Recently, we've noticed that when karaf is stopped/restarted the bundles will get into some kind of locked state for a period of time.
Here is a sequence of events:
1) During chef run, bundles are deployed into the deploy directory while karaf is down
2) When karaf comes up, all bundles and blueprints resolve correctly
3) When karaf is cycled, bundles resolve correctly, but blueprints get into a locked state where most are up, but one is in a stopping state, and several might be in a resolved state
4) After 5 mins (timeout), the stopping bundle goes to resolved, and some other bundle moves into the stopping state
5) Some of the time (most of the time?), if you wait long enough, all bundles will eventually move to an Active state and the system will be fully up
While karaf is starting, I can use the karaf client to issue 'list' commands and watch the bundles start up. They cycle from:
Installed -> Resolved -> Active,
while the blueprints cycle from:
blank -> Creating -> Created with an occasional GracePeriod thrown in while dependent services are coming up.

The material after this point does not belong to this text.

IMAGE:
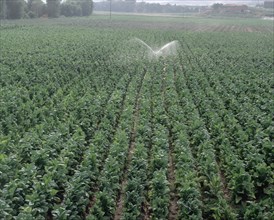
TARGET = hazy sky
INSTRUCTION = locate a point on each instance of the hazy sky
(199, 2)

After it appears that all services are Active and all blueprints are Created, one bundle will get stuck in a Stopping state while others revert to a Resolved state:
[ 136] [Active ] [Created ] [ 80] transformation-services (1.0.3)
[ 137] [Active ] [Created ] [ 80] event-services (0.1.2)
[ 138] [Active ] [Created ] [ 80] ftp-services (0.0.0)
[ 139] [Active ] [Created ] [ 80] ingest-resources (0.0.1)
[ 140] [Active ] [Created ] [ 80] orchestration-app (0.2.3)
[ 141] [Active ] [Created ] [ 80] aws-services (0.4.0)
[ 142] [Resolved ] [ ] [ 80] point-data-service-test (0.2.0)
[ 143] [Active ] [Created ] [ 80] event-consumer-app (1.3.4)
[ 144] [Stopping ] [ ] [ 80] XXXX_no_op_log_transform.xml (0.0.0)
[ 145] [Resolved ] [ ] [ 80] persistence-app (1.3.3)
[ 146] [Active ] [Created ] [ 80] ftp-ingest-endpoint (1.0.2)
[ 147] [Resolved ] [ ] [ 80] secondary_ftp.xml (0.0.0)
[ 148] [Resolved ] [ ] [ 80] event-rest-test (0.0.0)
[ 149] [Resolved ] [ ] [ 80] customer_credentials.xml (0.0.0)
[ 150] [Resolved ] [ ] [ 80] customer1_xml.xml (0.0.0)
[ 151] [Active ] [Created ] [ 80] endpoint-services (0.0.0)
[ 152] [Active ] [Created ] [ 80] scheduler-services (0.1.0)
[ 153] [Active ] [Created ] [ 80] fourhundred_xml.xml (0.0.0)
[ 154] [Active ] [Creating ] [ 80] point-data-service (2.3.3)
[ 155] [Installed ] [ ] [ 80] customer1_csv.xml (0.0.0)
We have around 20 custom bundles that perform a variety of services. Some describe services that run in a scheduled executor. Some expose cxf REST services. Some are simple blueprint files that have been dropped into the karaf deploy directory. We are using the whiteboard pattern to discover, register, and access the services from the blueprint files that are dropped in the hot deploy.
I've played around with using a feature file or setting the bundle start levels, but still see the same behavior. There are a few JIRAs that I've found that talk about the problem being a blueprint synchronization problem (https://issues.apache.org/jira/browse/KARAF-1724 https://issues.apache.org/jira/browse/ARIES-1051) but don't really give any real advice.
Has anyone come across this same issue and come up with a reliable way to workaround it?